À Morlaix (29), Kamel Mouliem, un homme de 35 ans originaire du Cameroun né à Paris, a été condamné à trente années de prison avec vingt ans de sûreté pour l’assassinat de Clara, une jeune femme de 18 ans. Le jury a détaillé comment le conjoint, qui avait déjà deux mentions sur son casier judiciaire, a tué sa compagne en août 2021 après des années d’emprise toxique.

Le procès en appel s’est ouvert dans un chaos : l’accusé n’étant pas présent, le tribunal a poursuivi avec l’avocate commise d’office Frédérique Giffard. Des éléments clés de la scène du crime ont révélé que Clara, dont les corps portait plus de cinquante lésions, avait été laissée sous une couverture avec des meubles écrasés et des traces de sang.

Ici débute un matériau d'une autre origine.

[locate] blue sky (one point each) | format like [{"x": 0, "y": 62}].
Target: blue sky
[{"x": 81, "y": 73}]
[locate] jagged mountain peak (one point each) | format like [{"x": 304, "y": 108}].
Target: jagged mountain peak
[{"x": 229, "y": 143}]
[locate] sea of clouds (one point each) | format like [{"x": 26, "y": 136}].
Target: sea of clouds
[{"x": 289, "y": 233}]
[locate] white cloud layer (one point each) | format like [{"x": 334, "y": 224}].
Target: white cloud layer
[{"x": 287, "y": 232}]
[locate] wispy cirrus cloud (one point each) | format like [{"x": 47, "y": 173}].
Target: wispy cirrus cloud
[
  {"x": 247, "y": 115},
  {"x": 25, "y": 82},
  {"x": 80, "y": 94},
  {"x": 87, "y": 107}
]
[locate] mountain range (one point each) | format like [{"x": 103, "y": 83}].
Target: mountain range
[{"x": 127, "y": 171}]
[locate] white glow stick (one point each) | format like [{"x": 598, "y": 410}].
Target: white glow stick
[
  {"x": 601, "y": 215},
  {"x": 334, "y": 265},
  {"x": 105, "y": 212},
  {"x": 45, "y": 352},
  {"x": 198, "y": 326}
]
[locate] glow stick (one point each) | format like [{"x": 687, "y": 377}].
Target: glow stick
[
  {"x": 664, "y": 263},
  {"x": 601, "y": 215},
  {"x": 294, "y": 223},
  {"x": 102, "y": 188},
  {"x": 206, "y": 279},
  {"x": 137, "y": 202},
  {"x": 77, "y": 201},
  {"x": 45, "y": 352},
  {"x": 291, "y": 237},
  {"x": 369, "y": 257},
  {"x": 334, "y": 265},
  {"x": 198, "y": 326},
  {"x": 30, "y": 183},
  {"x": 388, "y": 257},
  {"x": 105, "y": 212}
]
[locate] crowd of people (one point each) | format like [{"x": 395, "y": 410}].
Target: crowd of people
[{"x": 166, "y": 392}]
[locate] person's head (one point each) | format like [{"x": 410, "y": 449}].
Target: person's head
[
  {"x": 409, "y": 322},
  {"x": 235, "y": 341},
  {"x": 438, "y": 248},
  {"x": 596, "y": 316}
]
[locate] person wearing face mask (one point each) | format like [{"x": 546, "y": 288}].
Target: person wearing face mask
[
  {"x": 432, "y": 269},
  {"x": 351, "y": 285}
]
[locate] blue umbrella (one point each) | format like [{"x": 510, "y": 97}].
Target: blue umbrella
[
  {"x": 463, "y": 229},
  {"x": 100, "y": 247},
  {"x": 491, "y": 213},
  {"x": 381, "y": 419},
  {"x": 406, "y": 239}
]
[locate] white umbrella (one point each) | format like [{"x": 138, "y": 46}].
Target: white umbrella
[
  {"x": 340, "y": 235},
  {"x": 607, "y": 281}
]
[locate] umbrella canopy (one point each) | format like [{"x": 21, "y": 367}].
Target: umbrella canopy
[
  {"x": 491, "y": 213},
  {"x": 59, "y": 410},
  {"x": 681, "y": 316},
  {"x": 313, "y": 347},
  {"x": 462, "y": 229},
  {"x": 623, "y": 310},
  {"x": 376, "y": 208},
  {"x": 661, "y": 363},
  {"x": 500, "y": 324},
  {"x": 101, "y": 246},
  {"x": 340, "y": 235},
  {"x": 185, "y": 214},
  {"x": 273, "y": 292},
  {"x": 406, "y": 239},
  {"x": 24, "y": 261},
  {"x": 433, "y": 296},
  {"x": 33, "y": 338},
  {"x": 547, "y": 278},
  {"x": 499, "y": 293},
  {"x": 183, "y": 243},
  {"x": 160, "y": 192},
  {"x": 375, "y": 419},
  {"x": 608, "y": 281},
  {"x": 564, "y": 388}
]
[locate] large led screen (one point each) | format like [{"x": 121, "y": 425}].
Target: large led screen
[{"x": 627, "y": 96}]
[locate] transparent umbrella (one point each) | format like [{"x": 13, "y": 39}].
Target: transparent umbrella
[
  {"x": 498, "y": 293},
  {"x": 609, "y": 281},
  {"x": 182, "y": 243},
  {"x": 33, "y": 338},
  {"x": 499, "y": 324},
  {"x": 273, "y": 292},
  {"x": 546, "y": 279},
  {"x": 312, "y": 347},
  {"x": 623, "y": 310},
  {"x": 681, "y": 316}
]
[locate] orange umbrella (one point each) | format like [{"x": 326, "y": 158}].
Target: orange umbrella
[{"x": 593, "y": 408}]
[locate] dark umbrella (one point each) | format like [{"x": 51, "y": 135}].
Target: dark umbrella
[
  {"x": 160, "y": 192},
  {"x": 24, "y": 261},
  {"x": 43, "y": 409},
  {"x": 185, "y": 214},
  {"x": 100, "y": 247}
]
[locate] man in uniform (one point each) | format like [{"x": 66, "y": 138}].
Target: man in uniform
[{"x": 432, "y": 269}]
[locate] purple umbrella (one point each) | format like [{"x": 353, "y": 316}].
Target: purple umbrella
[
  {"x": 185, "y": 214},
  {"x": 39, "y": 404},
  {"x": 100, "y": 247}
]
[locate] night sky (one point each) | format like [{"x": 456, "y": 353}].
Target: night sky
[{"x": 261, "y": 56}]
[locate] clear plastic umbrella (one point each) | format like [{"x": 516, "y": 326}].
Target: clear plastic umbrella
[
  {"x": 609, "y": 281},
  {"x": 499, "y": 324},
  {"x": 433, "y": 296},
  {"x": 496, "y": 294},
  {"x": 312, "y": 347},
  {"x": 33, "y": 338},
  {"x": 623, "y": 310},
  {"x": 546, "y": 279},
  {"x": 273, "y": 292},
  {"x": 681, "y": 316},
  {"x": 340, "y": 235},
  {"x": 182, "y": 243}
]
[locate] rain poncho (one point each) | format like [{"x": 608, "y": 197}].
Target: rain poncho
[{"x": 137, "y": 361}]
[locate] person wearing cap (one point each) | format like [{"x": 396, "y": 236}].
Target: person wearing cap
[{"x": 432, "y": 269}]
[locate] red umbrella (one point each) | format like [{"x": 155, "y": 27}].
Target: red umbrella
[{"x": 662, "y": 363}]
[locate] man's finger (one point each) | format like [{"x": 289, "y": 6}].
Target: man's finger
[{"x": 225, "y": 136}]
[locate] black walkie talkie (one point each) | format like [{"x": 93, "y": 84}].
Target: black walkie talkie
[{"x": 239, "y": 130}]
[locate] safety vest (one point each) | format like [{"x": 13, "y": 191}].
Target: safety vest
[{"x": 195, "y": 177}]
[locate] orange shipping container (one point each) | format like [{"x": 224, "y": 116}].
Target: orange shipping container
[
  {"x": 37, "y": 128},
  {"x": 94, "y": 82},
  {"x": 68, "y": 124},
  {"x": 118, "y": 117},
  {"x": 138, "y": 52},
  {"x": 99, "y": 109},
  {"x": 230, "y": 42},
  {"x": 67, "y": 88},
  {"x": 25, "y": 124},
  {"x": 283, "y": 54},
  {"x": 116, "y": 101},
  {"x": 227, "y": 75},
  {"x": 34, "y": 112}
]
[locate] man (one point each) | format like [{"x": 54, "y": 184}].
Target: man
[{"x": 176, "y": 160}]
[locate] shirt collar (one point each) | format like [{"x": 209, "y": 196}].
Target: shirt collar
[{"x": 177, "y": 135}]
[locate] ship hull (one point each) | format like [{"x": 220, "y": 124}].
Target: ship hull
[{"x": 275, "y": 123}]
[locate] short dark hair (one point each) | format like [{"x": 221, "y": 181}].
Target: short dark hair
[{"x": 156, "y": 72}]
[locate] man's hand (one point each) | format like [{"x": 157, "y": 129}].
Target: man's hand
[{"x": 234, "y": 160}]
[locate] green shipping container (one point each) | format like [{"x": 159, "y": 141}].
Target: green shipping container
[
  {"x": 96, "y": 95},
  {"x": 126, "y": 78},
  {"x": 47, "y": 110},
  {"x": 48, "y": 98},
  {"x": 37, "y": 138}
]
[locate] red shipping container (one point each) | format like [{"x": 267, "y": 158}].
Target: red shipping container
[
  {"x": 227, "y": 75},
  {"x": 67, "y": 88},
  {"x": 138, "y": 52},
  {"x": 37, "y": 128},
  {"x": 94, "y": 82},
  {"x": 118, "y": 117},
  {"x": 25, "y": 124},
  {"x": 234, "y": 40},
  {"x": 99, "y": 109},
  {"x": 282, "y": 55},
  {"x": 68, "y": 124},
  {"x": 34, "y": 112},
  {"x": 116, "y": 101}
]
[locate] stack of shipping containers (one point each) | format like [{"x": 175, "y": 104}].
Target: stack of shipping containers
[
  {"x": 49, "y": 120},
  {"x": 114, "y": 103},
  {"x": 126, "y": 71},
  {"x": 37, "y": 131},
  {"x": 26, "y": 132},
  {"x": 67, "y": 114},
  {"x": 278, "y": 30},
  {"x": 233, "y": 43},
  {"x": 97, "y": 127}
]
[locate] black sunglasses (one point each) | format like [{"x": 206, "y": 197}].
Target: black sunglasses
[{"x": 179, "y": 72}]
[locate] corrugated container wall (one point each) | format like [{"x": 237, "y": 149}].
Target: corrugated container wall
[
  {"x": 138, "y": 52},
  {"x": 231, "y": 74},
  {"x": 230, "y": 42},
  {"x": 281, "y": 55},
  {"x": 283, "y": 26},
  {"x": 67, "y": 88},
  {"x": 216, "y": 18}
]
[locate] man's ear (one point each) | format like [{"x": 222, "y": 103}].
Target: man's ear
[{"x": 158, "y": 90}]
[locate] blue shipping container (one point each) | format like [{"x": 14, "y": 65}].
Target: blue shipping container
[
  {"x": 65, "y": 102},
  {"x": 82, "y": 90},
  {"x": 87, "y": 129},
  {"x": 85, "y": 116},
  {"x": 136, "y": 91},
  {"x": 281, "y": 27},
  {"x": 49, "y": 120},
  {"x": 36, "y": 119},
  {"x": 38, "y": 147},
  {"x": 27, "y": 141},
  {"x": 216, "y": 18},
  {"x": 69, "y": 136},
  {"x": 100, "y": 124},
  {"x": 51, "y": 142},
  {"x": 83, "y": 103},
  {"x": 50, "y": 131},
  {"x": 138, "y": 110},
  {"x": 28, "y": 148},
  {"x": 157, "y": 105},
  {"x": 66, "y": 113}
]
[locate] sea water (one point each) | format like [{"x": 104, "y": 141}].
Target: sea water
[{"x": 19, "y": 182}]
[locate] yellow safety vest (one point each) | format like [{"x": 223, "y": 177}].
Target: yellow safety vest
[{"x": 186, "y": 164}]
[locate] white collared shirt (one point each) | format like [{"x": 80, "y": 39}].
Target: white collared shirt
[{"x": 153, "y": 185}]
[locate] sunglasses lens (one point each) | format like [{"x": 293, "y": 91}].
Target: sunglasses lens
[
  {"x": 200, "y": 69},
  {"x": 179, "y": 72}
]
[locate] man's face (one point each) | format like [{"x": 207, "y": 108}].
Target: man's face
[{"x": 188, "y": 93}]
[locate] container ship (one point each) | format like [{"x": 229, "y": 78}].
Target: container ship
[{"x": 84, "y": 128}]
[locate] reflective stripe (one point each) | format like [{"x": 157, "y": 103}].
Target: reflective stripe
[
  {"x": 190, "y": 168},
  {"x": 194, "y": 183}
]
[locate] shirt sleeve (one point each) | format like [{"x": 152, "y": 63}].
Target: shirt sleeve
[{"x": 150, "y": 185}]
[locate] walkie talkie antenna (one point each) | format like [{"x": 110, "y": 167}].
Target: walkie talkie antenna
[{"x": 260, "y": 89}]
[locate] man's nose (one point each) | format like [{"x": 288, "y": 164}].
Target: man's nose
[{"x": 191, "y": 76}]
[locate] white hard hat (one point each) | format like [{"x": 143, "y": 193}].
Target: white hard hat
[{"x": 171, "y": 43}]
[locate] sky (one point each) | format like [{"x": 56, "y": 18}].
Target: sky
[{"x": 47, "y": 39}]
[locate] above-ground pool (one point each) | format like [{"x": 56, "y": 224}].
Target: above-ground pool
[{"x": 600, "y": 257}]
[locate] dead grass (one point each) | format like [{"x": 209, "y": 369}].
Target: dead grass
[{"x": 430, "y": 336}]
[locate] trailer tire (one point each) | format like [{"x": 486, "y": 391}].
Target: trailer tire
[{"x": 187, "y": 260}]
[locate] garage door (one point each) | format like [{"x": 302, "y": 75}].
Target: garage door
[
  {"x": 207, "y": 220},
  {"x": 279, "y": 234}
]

Son dernier message à Kamel, avant sa mort, évoque un détachement troublant : « Elle ne connaissait pas l’homme qu’elle fréquentait ».

Des documents médicaux confirment que l’accusé présente des traits d’antisocialité profonds et une agressivité impulsive. Son dernier message WhatsApp, où il affirmait : « On peut modeler les femmes quelle que soit leur origine », a été utilisé par l’avocat général pour justifier la condamnation.

Le père de Clara a décrit un drame inhumain : sa fille avait été abandonnée avec son enfant près du corps, alors même qu’elle cherchait à être heureuse. Le verdict sert d’avertissement aux personnes qui tentent de contrôler les vies des autres sans respecter la dignité humaine.